The Tyranny of Deceit
In May 2010, a Turkish Islamist “charity” with close ties to terrorist organizations as well as Turkey’s ruling party sponsored a flotilla which it claimed was designed to “relieve suffering” in Gaza, but whose real intention was to support Hamas and demonize Israel. Yet, these same “human rights” organizations are silent in the face of atrocities being committed in Syria today, and have offered nothing to alleviate the suffering of the Syrian people.
So, why is all this passion, all this anger and rage, directed at this one country? Why not at Hezbollah which has effectively orchestrated an Iranian-backed coup in Lebanon? Or at those who continue to persecute Christians in Libya, Syria and Iran?
Let’s call it what it is for those who arrogantly hold Israel to a standard of conduct to which no other nation in this world is held. Half a million men, women and children are slaughtered in Rwanda, and there is silence. The Chinese annihilate Tibetan culture, and there is silence. Tens of thousands of civilians are slaughtered in Chechnya, and there is silence. When the Muslim Brotherhood under Mohamed Morsi ruled Egypt and imprisoned the leading democracy advocate in the Arab world after a phony trial, and imprisoned U.S.-funded pro-democracy American workers, not a single student group in America called for divestiture from Egypt or rallied for the release of the imprisoned workers. Even Congress was incensed.
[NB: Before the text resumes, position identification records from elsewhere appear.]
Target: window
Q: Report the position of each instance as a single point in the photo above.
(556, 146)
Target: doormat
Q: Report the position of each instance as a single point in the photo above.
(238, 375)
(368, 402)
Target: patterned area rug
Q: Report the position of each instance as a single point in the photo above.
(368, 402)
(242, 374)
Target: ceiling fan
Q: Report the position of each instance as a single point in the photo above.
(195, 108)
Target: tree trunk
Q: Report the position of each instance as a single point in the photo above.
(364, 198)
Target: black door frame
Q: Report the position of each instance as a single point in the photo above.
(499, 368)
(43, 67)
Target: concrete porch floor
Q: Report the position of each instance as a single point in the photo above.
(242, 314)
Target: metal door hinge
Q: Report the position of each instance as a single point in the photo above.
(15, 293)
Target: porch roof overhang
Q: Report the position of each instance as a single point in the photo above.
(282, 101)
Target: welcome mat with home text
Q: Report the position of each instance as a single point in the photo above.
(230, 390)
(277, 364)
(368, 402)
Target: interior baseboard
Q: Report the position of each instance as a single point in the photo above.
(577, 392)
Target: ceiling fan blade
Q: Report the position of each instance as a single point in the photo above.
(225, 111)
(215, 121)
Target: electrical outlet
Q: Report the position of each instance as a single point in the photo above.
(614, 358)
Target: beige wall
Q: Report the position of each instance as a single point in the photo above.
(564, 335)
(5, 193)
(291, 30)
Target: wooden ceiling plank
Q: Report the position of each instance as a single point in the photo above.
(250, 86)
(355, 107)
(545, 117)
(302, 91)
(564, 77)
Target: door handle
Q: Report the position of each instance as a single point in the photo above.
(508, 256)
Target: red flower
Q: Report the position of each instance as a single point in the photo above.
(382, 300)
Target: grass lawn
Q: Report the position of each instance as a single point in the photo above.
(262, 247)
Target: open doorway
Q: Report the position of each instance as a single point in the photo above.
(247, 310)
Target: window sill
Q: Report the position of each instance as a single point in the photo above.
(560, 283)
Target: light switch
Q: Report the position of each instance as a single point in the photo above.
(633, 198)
But where were the student rallies?
Syria occupied Lebanon for a quarter century, choked the life out of its democracy, assassinated its political leaders, effected a coup d’etat through its Hezbollah proxy, sent Islamic terrorists over its borders to kill Americans and Iraqis, and has slaughtered thousands of its own people, and not one single student organization on our campuses rallied against the Assad regime or called for divestiture from Syria.
Iran uses its paramilitary Basij thugs to beat up student demonstrators in the streets of Tehran and squeezes the life out of that county’s embryonic democratic movement, and there is silence. Saudi Arabia denies its women the most basic human rights, and bans any other religion from being practiced publicly on its soil. So when is Saudi Apartheid Week?
These human rights violations and tragedies dwarf anything done by the Israelis, yet they fail to elicit the same degree of moral outrage that Israel evokes among its campus critics.